IT-Sicherheit Bundesnetzagentur verbietet spionierende Kinderuhren

Die Bundesnetzagentur verbietet Uhren für Kinder mit Spionagefunktion.

(Foto: Sean Gallup/Getty Images)
  • Viele smarte Uhren für Kinder können mit einer Simkarte ausgerüstet werden. Dadurch können Eltern über eine App die Umgebung belauschen.
  • Für die Bundesnetzagentur ist das eine "unerlaubte Sendeanlage". Die Behörde hat Smartwatches für Kinder mit Abhörfunktion nun verboten.

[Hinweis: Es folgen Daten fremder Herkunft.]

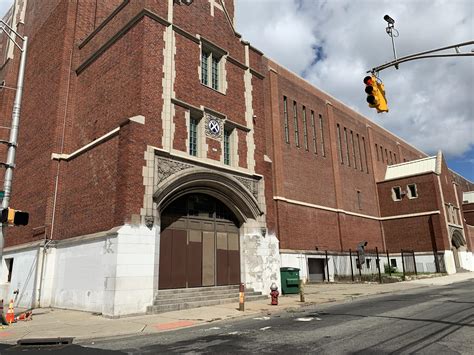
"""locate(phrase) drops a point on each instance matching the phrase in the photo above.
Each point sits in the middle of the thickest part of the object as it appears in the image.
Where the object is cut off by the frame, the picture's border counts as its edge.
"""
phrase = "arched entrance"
(199, 243)
(457, 242)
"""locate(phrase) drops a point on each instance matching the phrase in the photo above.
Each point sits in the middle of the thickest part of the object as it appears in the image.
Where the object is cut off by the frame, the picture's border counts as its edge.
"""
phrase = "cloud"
(430, 101)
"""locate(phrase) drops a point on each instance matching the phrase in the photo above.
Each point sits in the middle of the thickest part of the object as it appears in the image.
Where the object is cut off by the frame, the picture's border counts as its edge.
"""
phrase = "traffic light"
(14, 217)
(375, 94)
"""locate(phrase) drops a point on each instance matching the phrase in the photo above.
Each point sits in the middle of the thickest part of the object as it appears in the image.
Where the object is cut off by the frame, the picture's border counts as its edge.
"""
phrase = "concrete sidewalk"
(84, 326)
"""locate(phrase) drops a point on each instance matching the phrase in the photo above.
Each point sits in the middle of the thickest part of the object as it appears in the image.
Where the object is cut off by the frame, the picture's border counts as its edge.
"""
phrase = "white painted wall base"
(260, 260)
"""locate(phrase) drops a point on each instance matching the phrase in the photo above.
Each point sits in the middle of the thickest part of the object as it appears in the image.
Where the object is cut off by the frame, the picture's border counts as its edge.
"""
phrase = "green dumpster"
(290, 280)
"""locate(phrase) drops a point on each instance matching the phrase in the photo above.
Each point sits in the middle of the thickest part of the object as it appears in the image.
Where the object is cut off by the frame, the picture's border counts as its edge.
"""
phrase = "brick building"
(160, 150)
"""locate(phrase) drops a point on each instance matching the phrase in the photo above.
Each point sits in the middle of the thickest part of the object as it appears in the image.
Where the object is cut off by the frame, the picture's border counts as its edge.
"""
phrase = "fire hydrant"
(274, 294)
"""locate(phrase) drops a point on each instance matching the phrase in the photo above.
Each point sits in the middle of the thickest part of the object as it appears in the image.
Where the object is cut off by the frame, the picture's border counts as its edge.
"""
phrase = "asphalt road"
(431, 320)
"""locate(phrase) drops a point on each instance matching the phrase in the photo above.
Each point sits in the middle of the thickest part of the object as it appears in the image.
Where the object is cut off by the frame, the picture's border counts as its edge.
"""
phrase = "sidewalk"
(83, 326)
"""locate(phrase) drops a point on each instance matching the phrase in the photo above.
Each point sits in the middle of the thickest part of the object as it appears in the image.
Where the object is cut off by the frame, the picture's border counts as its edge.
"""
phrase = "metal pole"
(352, 269)
(389, 265)
(403, 264)
(12, 143)
(378, 264)
(414, 262)
(327, 266)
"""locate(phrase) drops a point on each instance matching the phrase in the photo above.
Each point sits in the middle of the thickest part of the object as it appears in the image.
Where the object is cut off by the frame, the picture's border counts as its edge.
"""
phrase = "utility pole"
(12, 142)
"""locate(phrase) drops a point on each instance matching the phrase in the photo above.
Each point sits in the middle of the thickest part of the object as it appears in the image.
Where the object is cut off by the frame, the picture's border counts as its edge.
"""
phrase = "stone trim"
(94, 56)
(100, 140)
(104, 23)
(338, 210)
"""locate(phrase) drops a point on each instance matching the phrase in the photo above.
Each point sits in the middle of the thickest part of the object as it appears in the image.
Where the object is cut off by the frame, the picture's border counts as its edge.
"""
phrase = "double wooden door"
(206, 253)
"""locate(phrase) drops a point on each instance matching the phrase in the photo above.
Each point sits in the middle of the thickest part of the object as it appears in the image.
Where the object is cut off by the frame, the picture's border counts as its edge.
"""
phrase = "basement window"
(397, 193)
(412, 193)
(9, 263)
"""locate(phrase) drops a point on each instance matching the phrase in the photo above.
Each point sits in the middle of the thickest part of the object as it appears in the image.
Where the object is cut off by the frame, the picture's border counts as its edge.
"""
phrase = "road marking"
(173, 325)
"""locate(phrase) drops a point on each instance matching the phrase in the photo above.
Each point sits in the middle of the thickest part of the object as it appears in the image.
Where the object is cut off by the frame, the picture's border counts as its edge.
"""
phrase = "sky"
(332, 43)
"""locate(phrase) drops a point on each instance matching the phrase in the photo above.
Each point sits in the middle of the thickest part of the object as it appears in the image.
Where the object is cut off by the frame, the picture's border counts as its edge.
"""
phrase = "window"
(412, 193)
(210, 68)
(353, 150)
(396, 193)
(305, 130)
(285, 114)
(227, 147)
(323, 151)
(193, 125)
(313, 127)
(9, 263)
(365, 155)
(346, 141)
(360, 153)
(295, 120)
(339, 147)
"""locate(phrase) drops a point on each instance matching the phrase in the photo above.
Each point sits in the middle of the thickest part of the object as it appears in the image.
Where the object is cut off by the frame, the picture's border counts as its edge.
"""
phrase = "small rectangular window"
(365, 156)
(346, 142)
(360, 153)
(313, 127)
(210, 67)
(339, 146)
(285, 116)
(9, 263)
(305, 129)
(193, 124)
(295, 119)
(412, 192)
(323, 151)
(354, 157)
(227, 147)
(397, 193)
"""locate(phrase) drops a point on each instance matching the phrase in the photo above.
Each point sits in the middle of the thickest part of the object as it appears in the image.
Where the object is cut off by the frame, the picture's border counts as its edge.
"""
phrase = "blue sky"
(333, 43)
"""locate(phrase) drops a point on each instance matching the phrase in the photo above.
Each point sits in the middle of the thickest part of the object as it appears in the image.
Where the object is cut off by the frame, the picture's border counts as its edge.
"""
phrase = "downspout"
(40, 273)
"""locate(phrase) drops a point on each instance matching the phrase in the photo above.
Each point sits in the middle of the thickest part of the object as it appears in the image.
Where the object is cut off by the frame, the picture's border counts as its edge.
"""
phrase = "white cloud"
(431, 101)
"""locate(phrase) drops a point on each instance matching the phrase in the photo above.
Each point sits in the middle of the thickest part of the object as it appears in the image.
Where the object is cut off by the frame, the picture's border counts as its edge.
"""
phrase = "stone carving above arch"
(177, 178)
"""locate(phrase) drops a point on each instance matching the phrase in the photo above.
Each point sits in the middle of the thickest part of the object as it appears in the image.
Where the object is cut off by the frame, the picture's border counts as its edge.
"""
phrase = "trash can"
(290, 280)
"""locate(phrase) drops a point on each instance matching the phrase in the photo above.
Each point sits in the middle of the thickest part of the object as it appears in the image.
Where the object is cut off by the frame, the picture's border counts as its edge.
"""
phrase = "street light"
(12, 142)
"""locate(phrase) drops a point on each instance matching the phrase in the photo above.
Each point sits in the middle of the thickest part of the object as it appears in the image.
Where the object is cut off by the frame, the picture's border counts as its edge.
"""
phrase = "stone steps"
(174, 300)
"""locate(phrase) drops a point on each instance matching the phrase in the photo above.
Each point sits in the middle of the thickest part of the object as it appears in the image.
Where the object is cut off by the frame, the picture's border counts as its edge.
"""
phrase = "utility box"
(290, 280)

Smarte Uhren sind nicht nur für Erwachsene interessant. Auch manche Uhren für Kinder können mehr, als nur die Zeit anzeigen. Eltern können beispielsweise mit der zugehörigen App unbemerkt die Umgebung abhören. Das geht so nicht, findet die Bundesnetzagentur und hat den Verkauf von Kinderuhren verboten, die mit einer Abhörfunktion ausgestattet sind.

"Sie sind als unerlaubte Sendeanlage anzusehen", sagt Jochen Homann, Präsident der Behörde. "Nach unseren Ermittlungen werden die Uhren von Eltern zum Beispiel auch zum Abhören von Lehrern im Unterricht genutzt."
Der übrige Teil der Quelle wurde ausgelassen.